少し緊張しながら、ジロウは白い扉を控えめにノックした。上質な木材でできているらしく、木目の浮き出た表面は心地よい感触を手の甲に伝えてきた。
「ごめん、僕だけど……。勝手に入って来ちゃった。セレシアは、いる……よね?」
そう付け加えたのは、ノックした瞬間に中の空気が揺らいだ気がしたからだ。返事がないのでジロウは意を決してドアノブを回してみた。カギは、かかっていなかった。
慎重に戸口をくぐったジロウは、次の瞬間に絶句した。
まず、輝くような緑の芝が、ドーム状の大きな部屋全体に広がっている。白い壁にはツタがからまり、天辺まで細いつるを伸ばしている。中央にはぐるぐるに捻れた巨木がそびえており、見たこともないような果実を実らせていた。
甘い芳香が鼻孔をくすぐり、ジロウを夢見心地にさせた。部屋の端っこに流れる湧き水をまたぎ、魅入られたように部屋に入ったジロウは、一つおかしなことに気がついた。窓の類が一切ないのにも関わらず、部屋全体が微かに明るいのだ。
理由はすぐに分かった。花だ。
ツタの所々に咲いた葵い花が、それと分からないほど静かに発光し、部屋全体を優しく照らしているのだ。
今まで見たこともない不思議な空間だった。
それでも、一応生活する気はあるらしく、一見すると目立たない位置に様々な家具が置かれていた。
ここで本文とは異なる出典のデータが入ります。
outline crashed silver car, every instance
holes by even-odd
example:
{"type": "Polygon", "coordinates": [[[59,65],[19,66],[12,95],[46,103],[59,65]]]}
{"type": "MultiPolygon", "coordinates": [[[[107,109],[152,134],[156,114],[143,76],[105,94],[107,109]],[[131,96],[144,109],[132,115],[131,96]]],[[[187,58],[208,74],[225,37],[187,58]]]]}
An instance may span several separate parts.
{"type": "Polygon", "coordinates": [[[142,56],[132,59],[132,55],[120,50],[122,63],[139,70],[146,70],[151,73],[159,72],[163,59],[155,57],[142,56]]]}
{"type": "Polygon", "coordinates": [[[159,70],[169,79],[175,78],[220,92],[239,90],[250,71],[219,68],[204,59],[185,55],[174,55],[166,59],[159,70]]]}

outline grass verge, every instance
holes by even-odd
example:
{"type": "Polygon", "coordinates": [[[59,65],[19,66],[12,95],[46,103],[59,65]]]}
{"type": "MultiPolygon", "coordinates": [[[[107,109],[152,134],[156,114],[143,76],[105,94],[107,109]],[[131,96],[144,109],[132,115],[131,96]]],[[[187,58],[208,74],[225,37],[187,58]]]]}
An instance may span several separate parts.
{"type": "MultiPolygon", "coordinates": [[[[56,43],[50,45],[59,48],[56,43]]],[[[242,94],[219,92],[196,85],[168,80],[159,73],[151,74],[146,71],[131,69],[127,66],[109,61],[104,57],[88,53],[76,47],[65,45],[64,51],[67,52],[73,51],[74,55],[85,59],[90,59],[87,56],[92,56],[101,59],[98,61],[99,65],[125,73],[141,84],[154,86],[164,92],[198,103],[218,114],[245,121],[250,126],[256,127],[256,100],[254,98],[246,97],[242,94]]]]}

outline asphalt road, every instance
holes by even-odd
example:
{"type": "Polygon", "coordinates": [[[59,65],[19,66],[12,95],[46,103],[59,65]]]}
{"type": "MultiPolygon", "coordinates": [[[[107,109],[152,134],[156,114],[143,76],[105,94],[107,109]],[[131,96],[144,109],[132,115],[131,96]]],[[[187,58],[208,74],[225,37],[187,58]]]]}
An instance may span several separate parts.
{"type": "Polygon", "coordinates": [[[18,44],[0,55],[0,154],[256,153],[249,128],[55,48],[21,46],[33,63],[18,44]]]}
梢の下にはテーブルと椅子が置かれ、大分離れた水路の近くに、木製のキャビネットや本棚、衣装ケースなどがぽつぽつと立っている。
ジロウの目はその中でも、自ずと強い存在感を発するものに引き寄せられた。緑と一体化したような天蓋付きのベットだ。
白い布団とシーツに覆われたそれは、遠目に何かを包んで膨らんでいるように見える。さくさくと芝を踏んで、ジロウは慎重にベットとの距離を詰めた。
次第に見えてきた”中身”に、ジロウは自然と動機が激しくなっていくのが分かった。
それはーー
小さな眠り姫だった。
流星が零した涙のような銀髪が、無造作にシーツに広がっている。真っ白の肌はすべすべしていて、室内の微光の中、ぼんやりと浮き立って見えた。穏やかな寝顔は、美しい夢の情景を見せつけるような可憐さで、同時に何百年も眠ったままではないかと思わせる静けさが漂っていた。
残念なことに、瞳は閉じあわされた長い睫に隠れている。
くぅ、くぅ、と彼女が静かな寝息を立てるたびに、布団が微かに上下する。